Charles O. Howard (January 31, 1961 – July 7, 1984) was an American murder victim in Bangor, Maine in 1984. As Howard and a male companion, Roy Ogden, were walking down the street, three teenagers, Shawn I. Mabry, age 16, James Francis Baines, age 15, and Daniel Ness, age 17, harassed Howard for being gay. The youths chased the pair, yelling homophobic epithets, until they caught Howard and threw him over the State Street Bridge into the Kenduskeag Stream, despite his pleas that he could not swim. He drowned, but his friend escaped and pulled a fire alarm. Charlie Howard's body was found by rescue workers several hours later.

This event galvanized the Bangor community in ways similar to the killing of Matthew Shepard, although the case never attained the same level of national notoriety. As an adult Jim Baines later spoke to various groups in Maine about his involvement in the murder and the damage that intolerance can do to people and their community. His story, Penitence: A True Story by Edward Armstrong, was published, although he received no royalties from the book. The Maine Lesbian/Gay Political Alliance, which later became EqualityMaine, was formed in part as a reaction to Howard's death.

The Bangor City Council and members of the lesbian, gay, bisexual and transgender (LGBT) community have erected a monument along the Kenduskeag Stream honoring the memory of Charlie Howard as the victim of a hate crime. On July 7, 2004, a twentieth anniversary walk was held in memory of Howard. The Maine Speakout Project maintains the Charlie Howard Memorial Library in Portland, Maine. The library is open to the public.

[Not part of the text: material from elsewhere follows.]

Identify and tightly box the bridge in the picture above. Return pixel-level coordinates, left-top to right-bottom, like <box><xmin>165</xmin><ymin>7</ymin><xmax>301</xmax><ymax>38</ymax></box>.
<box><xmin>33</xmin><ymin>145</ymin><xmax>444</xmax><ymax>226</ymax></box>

This incident inspired a similar scene in the beginning of Stephen King's novel It, where three homophobic teenagers throw an openly gay man, Adrian Mellon, over a bridge and into the Kenduskeag, there to be set upon and murdered by the monster Pennywise. Mark Doty wrote a poem about the tragedy called "Charlie Howard's Descent". The murder is also the inspiration for a novel by Bette Greene titled The Drowning of Stephan Jones.